In the celebrated American case of Brown v. Maryland, (1827) 6 L Ed 675., Marshall, C.J. observed:-
"The constitutional prohibition on the States to lay a duty on imports, a prohibition which vast majority of them must feel an interest in preserving, may certainly come in conflict with the acknowledged power to tax persons and property within their territory. The power, and the restriction on it, though quite distinguishable when they do not approach each other, may yet, like the intervening colours between white and black, approach so nearly as to perplex the understanding, as colors perplex the vision in making the distinction between them. Yet the distinction exists, and must be marked as the cases arise.

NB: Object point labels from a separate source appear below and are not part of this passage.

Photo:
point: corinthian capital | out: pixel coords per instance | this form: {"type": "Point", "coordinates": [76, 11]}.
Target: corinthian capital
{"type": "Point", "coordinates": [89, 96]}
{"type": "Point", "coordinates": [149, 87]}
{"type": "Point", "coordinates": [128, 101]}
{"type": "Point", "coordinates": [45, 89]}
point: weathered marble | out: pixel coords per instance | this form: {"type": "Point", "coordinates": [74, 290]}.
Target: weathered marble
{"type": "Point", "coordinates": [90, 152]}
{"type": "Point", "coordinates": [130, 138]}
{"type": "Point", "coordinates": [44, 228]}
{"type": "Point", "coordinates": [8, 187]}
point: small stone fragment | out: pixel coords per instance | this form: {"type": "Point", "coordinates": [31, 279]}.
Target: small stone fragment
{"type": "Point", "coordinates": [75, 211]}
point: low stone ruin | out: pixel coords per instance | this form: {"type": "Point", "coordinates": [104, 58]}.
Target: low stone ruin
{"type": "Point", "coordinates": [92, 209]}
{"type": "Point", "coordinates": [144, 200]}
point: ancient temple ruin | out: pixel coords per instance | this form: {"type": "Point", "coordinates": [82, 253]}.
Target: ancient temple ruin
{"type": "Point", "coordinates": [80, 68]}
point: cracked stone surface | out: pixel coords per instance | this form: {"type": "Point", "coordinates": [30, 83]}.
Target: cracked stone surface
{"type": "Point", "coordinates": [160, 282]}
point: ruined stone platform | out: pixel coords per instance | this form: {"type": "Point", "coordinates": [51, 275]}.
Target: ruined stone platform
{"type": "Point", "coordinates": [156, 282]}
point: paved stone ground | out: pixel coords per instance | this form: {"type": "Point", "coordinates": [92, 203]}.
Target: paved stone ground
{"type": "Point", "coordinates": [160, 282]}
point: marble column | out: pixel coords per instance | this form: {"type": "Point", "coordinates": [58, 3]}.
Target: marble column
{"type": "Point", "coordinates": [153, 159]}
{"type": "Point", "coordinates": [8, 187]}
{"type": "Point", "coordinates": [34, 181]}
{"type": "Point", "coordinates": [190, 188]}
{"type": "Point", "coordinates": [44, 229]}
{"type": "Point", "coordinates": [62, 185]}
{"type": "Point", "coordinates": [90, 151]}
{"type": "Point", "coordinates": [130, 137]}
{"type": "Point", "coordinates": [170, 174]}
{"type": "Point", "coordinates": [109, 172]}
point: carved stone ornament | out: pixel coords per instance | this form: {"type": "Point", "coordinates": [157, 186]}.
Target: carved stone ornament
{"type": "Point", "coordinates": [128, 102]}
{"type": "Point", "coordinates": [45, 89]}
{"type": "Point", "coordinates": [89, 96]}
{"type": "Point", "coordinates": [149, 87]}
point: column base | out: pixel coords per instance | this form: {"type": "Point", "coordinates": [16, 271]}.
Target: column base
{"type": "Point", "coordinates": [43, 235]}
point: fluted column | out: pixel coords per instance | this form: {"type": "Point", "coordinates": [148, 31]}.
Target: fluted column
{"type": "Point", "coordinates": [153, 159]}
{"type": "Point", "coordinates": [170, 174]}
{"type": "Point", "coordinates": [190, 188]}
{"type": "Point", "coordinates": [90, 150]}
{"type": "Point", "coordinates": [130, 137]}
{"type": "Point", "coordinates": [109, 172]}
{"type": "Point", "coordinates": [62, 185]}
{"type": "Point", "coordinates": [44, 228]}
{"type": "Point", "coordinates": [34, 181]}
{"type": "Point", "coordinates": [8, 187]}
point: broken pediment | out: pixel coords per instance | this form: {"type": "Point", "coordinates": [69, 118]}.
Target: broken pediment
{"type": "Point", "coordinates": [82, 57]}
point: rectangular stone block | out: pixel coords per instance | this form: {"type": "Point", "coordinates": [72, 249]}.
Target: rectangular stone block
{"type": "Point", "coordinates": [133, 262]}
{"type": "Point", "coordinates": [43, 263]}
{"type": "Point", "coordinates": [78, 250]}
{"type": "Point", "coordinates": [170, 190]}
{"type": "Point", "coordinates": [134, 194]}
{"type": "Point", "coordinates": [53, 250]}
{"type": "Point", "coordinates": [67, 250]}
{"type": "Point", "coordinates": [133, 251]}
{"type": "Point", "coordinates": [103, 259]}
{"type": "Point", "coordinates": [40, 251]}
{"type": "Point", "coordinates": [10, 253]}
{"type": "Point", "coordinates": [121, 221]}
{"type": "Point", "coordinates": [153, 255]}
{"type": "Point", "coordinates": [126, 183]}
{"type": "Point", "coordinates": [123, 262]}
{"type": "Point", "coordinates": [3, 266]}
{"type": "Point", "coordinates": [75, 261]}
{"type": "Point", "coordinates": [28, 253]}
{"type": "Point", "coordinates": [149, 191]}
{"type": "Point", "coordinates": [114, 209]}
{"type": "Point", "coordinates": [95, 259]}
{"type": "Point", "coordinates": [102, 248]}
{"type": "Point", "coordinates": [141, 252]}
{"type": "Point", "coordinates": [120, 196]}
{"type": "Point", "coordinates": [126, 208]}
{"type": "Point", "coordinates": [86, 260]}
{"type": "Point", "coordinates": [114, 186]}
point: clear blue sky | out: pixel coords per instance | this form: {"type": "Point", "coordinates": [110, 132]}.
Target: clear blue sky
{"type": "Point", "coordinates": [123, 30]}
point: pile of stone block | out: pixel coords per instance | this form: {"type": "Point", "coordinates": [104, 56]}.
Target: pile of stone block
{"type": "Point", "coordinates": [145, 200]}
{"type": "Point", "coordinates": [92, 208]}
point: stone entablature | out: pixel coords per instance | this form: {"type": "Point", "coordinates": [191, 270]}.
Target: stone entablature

Till they do arise, it might be premature to state any rule as being universal in its application. It is sufficient for the present to say, generally, that when the importer has so acted upon the thing imported that it has become incorporated and mixed up with the mass of property in the country, it has, perhaps, lost its distinctive character as an "import" and has become subject to the taxing power of the State; but while remaining the property of the importer, in his warehouse, in the original form or package in which it was imported, a tax upon it is too plainly a duty on imports to escape the prohibition in the Constitution."
1. Para. 3.7, supra.
3.8A. Problems of interpretation.-
Problems of interpretation of such prohibitions are unavoidable. Clark, J. in State of Wisconsin v. J.C. Penny Co., observed as follows:
"that there is a 'need for clearing up the tangled undergrowth of past cases' with reference to the taxing power of the States is a concomitant to the negative approach resulting from a case-by-case resolution of 'the extremely limited restrictions that the Constitution placed upon the States."
"Commerce between the States having grown up like Topsy, the Congress meanwhile not having undertaken to regulate taxation of it, and the States having understandably persisted in their efforts to get some return for the substantial benefits they have afforded it, there is little wonder that there has been no end of cases testing out state tax levies. The resulting judicial application of constitutional principles to specific State statutes leaves much room for controversy and confusion, and little in the way of precise guides to the States in the exercise of their indispensable power of taxation.
This Court alone has handed down some three hundred full-dress opinions spread through slightly more than that number of reports. As was said in Miller Bros. Co. v. State of Maryland,2 the decisions have been not always clear, consistent or reconcilable. A few have been specifically over-ruled, while others no longer fully represent the present state of the law. From the quagmire there emerge, however, some firm peaks of decision which remain unquestioned." This shows the complexity of the question.
1. State of Wisconsin v. J.C. Penny Co., (1940) 311 US 435 (445).